This is a relatively simple situation. If each of the 2 continuous predictors was modeled linearly, each has 2 different slopes provided by the Cox model: one for the reference level of
sex (its individual coefficient in the model) and one for the other level (the sum of its individual coefficient with its
sex interaction coefficient). That gives you 2 "simple slopes," one for each
sex, for each of those 2 continuous predictors.
As Cox models represent relative hazards, the choice of values for the 11 predictors not involved in interactions is arbitrary. It might be simplest to work with whatever baseline values the software assumes. (Different survival software packages can make different assumptions.)
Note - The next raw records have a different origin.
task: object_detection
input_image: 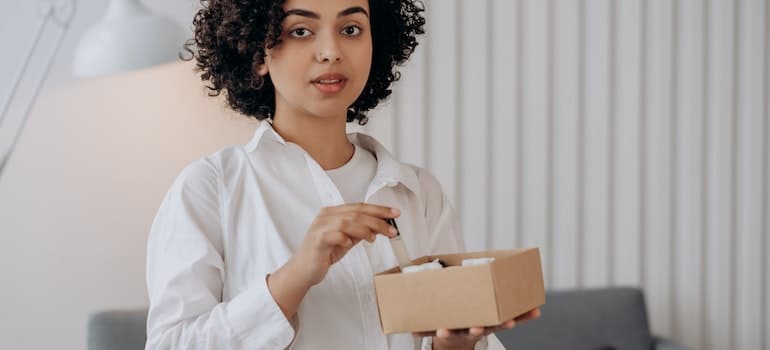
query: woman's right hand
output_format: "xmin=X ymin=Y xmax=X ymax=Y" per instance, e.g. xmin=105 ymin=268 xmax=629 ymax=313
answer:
xmin=289 ymin=203 xmax=400 ymax=287
xmin=267 ymin=203 xmax=400 ymax=319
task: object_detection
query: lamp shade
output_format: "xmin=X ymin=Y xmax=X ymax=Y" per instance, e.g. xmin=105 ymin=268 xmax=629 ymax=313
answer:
xmin=72 ymin=0 xmax=187 ymax=78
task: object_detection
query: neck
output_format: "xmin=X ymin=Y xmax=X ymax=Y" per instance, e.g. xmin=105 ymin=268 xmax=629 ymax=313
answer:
xmin=273 ymin=110 xmax=355 ymax=170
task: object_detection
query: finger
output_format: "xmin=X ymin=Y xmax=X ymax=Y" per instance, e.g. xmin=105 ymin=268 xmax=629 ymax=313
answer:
xmin=329 ymin=219 xmax=377 ymax=242
xmin=412 ymin=331 xmax=436 ymax=337
xmin=344 ymin=213 xmax=398 ymax=237
xmin=321 ymin=232 xmax=354 ymax=248
xmin=324 ymin=203 xmax=401 ymax=219
xmin=331 ymin=213 xmax=397 ymax=241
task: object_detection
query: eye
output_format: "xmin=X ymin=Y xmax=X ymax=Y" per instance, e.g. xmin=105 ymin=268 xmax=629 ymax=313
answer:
xmin=342 ymin=26 xmax=361 ymax=36
xmin=289 ymin=28 xmax=313 ymax=38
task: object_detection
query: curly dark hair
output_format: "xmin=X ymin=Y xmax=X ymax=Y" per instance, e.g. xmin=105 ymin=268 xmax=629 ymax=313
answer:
xmin=183 ymin=0 xmax=425 ymax=125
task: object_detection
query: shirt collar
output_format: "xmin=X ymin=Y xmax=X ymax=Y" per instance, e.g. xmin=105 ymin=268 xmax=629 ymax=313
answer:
xmin=244 ymin=121 xmax=419 ymax=192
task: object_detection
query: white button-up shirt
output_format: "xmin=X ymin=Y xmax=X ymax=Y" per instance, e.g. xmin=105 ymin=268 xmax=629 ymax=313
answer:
xmin=146 ymin=122 xmax=503 ymax=350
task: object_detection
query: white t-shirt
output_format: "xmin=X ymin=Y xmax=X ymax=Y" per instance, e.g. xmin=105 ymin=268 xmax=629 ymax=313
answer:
xmin=146 ymin=122 xmax=503 ymax=350
xmin=326 ymin=145 xmax=377 ymax=203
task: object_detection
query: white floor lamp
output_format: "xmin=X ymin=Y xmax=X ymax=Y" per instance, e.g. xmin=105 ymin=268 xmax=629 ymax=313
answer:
xmin=0 ymin=0 xmax=77 ymax=177
xmin=0 ymin=0 xmax=188 ymax=177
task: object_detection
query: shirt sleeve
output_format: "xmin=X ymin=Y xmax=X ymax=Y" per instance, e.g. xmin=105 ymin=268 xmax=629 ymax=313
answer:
xmin=420 ymin=169 xmax=505 ymax=350
xmin=146 ymin=159 xmax=296 ymax=349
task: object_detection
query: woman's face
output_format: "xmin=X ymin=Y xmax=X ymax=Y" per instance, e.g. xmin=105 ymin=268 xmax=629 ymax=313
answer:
xmin=258 ymin=0 xmax=373 ymax=118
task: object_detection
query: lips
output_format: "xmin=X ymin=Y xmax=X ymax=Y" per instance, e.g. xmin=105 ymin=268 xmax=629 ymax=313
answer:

Work with one of the 2 continuous predictors interacting with
sex at a time. For a display most directly related to "simple slopes" in a linear model with interactions, use a
predict()-type function to get linear-predictor estimates (with standard errors) over a useful range of its values, for both values of
sex. Plot the linear predictor, the log-hazard relative to the baseline condition, as a function of the continuous-predictor value separately for each value of
sex on the same graph. This will work even if you modeled the continuous predictor non-linearly (e.g., with a spline); you will get 2 curves instead of 2 straight lines.
Repeat in a separate graph for the second predictor interacting with
sex. As those 2 continuous predictors aren't interacting with each other, those graphs provide all the "simple slopes" that you need.
Instead of working in the log-hazard scale with the linear-predictor estimates, you could get corresponding plots of hazard ratios with respect to the baseline condition, which might be more intuitive to your audience. Or you could choose to display separate survival probability estimates at a representative time point for each
sex as a function of the values of a continuous predictor.
This can be implemented by providing sets of predictor values to the standard R
survfit.coxph() functions. If you will be doing a lot of such modeling, the tools in the R
rms package can make these types of displays easier to produce once you get over the initial learning curve.